By Michael Gallagher

My name is Michael Sean Gallagher. I am a Lecturer in Digital Education at the Centre for Research in Digital Education at the University of Edinburgh. I am Co-Founder and Director of Panoply Digital, a consultancy dedicated to ICT and mobile for development (M4D); we have worked with USAID, GSMA, UN Habitat, Cambridge University and more on education and development projects. I was a researcher on the Near Futures Teaching project, a project that explores how teaching at The University of Edinburgh unfold over the coming decades, as technology, social trends, patterns of mobility, new methods and new media continue to shift what it means to be at university. Previously, I was the Research Associate on the NERC, ESRC, and AHRC Global Challenges Research Fund sponsored GCRF Research for Emergency Aftershock Forecasting (REAR) project. I was an Assistant Professor at Hankuk University of Foreign Studies (한국외국어대학교) in Seoul, Korea. I have also completed a doctorate at University College London (formerly the independent Institute of Education, University of London) on mobile learning in the humanities in Korea.

3 thoughts on “Mobile video practices emerge from personal use: using video to reveal disciplinary activity”
  1. Michael Sean, I enjoyed seeing the videos. It strikes me they have more meaning if we have their context. Where is that slipway on the Thames?
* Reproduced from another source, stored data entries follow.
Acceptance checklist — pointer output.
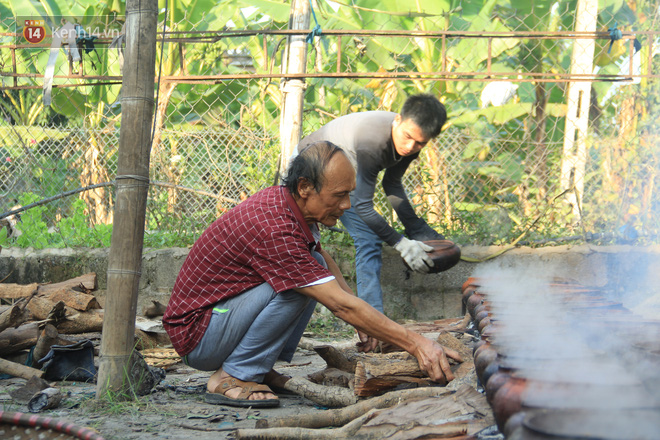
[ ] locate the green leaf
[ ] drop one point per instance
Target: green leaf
(277, 10)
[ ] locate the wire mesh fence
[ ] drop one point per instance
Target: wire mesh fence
(494, 175)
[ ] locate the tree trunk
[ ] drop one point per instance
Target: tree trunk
(132, 186)
(293, 89)
(574, 155)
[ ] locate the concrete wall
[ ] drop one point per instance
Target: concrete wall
(621, 269)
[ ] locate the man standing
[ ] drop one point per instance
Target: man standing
(250, 283)
(377, 141)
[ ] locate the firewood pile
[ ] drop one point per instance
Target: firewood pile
(385, 395)
(60, 314)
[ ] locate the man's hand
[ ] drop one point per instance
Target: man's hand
(423, 232)
(432, 359)
(367, 343)
(414, 253)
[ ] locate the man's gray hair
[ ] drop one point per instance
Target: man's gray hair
(310, 164)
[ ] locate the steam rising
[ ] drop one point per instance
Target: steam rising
(578, 347)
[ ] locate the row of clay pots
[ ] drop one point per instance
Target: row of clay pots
(505, 389)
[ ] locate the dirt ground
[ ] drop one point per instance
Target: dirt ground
(175, 409)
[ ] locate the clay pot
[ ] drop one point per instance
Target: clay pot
(490, 369)
(473, 301)
(514, 423)
(483, 323)
(592, 424)
(482, 358)
(494, 383)
(508, 400)
(476, 346)
(488, 331)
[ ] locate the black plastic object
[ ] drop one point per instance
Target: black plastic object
(70, 362)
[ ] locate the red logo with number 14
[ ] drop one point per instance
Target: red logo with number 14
(34, 31)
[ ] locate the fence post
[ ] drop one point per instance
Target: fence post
(132, 185)
(294, 61)
(574, 155)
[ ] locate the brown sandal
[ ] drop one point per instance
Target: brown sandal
(217, 397)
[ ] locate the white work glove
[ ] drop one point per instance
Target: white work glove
(414, 253)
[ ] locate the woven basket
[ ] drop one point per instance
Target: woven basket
(16, 425)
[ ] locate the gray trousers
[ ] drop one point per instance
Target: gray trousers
(248, 333)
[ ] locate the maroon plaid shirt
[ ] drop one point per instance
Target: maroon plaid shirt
(262, 240)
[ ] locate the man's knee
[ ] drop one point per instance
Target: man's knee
(320, 259)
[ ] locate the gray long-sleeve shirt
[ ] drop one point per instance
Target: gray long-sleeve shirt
(367, 138)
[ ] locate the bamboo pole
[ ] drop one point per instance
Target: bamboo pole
(574, 156)
(293, 89)
(132, 184)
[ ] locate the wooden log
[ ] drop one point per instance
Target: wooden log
(83, 283)
(14, 291)
(145, 340)
(333, 377)
(342, 416)
(82, 322)
(331, 397)
(47, 338)
(42, 309)
(376, 374)
(72, 298)
(13, 340)
(45, 399)
(18, 370)
(355, 430)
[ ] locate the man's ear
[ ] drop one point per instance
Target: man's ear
(304, 187)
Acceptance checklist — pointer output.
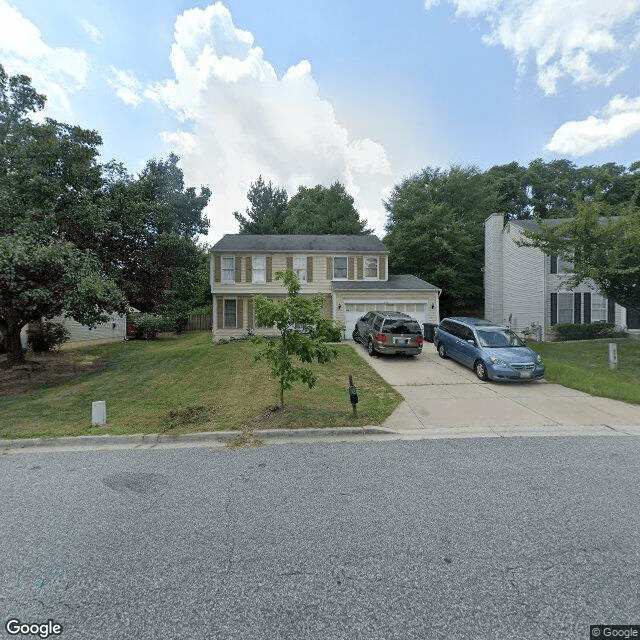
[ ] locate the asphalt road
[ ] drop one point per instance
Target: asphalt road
(472, 538)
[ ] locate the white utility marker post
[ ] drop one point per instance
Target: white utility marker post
(613, 355)
(98, 413)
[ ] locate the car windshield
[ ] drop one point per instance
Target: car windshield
(401, 326)
(498, 338)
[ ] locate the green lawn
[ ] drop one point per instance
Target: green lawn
(186, 384)
(584, 366)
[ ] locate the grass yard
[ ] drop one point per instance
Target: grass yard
(584, 366)
(186, 384)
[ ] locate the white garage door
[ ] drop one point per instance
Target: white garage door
(354, 310)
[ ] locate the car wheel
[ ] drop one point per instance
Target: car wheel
(481, 370)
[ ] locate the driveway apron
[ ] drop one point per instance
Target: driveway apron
(444, 395)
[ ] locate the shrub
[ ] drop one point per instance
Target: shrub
(147, 326)
(45, 336)
(587, 331)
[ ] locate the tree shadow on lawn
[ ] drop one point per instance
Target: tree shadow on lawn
(46, 370)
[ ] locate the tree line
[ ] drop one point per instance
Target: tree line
(435, 221)
(89, 239)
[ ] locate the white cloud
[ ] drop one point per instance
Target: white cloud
(242, 120)
(55, 71)
(619, 120)
(564, 38)
(127, 88)
(92, 31)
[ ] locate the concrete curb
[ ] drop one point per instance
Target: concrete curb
(195, 439)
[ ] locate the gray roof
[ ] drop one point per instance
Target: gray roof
(290, 243)
(550, 222)
(395, 282)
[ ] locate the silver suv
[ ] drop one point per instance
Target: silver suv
(389, 332)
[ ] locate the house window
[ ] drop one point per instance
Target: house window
(559, 265)
(370, 268)
(230, 313)
(340, 268)
(259, 269)
(228, 270)
(598, 308)
(257, 324)
(565, 307)
(300, 267)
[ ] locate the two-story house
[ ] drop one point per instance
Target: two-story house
(351, 271)
(523, 285)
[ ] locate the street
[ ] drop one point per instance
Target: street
(504, 538)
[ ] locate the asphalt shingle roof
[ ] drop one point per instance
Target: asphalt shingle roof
(327, 242)
(404, 281)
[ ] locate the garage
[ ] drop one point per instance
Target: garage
(403, 293)
(355, 310)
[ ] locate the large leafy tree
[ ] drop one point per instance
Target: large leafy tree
(435, 231)
(603, 249)
(321, 210)
(154, 223)
(48, 210)
(266, 215)
(304, 333)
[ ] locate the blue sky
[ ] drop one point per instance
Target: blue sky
(306, 93)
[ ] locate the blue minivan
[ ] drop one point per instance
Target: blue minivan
(493, 351)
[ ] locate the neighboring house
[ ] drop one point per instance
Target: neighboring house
(351, 271)
(112, 330)
(523, 285)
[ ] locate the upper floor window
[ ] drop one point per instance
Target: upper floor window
(560, 265)
(565, 307)
(300, 267)
(259, 269)
(340, 268)
(598, 308)
(371, 268)
(228, 269)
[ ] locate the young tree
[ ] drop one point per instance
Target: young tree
(304, 333)
(48, 219)
(267, 212)
(603, 249)
(320, 210)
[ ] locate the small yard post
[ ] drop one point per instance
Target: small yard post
(353, 396)
(613, 355)
(98, 413)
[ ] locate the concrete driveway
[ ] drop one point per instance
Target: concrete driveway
(442, 395)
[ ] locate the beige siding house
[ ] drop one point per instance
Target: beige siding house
(351, 271)
(523, 285)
The Finnish example has maps and seemed less personal as a result. Very interesting, thanks.

    1. Hello there, John,

      Thanks for the comment. Some more context would have certainly helped those videos so I might slip some more in. The London one was a series of short videos along the Thames that I recorded walking from Tower Hill to Canary Wharf and back, so basically through Wapping, Limehouse, Shadwell. One of my favorite walks in the world. Highly recommended.

      1. Ok, the content and aesthetic quality of the video x context is interesting, especially as you are so widely travelled.

        This 3D imagery video from WWI is contextualised in terms of placename and date but an integrated map might be more meaningful for those of us who do not know the territory.
        Anyway, thanks for the thought provoking post!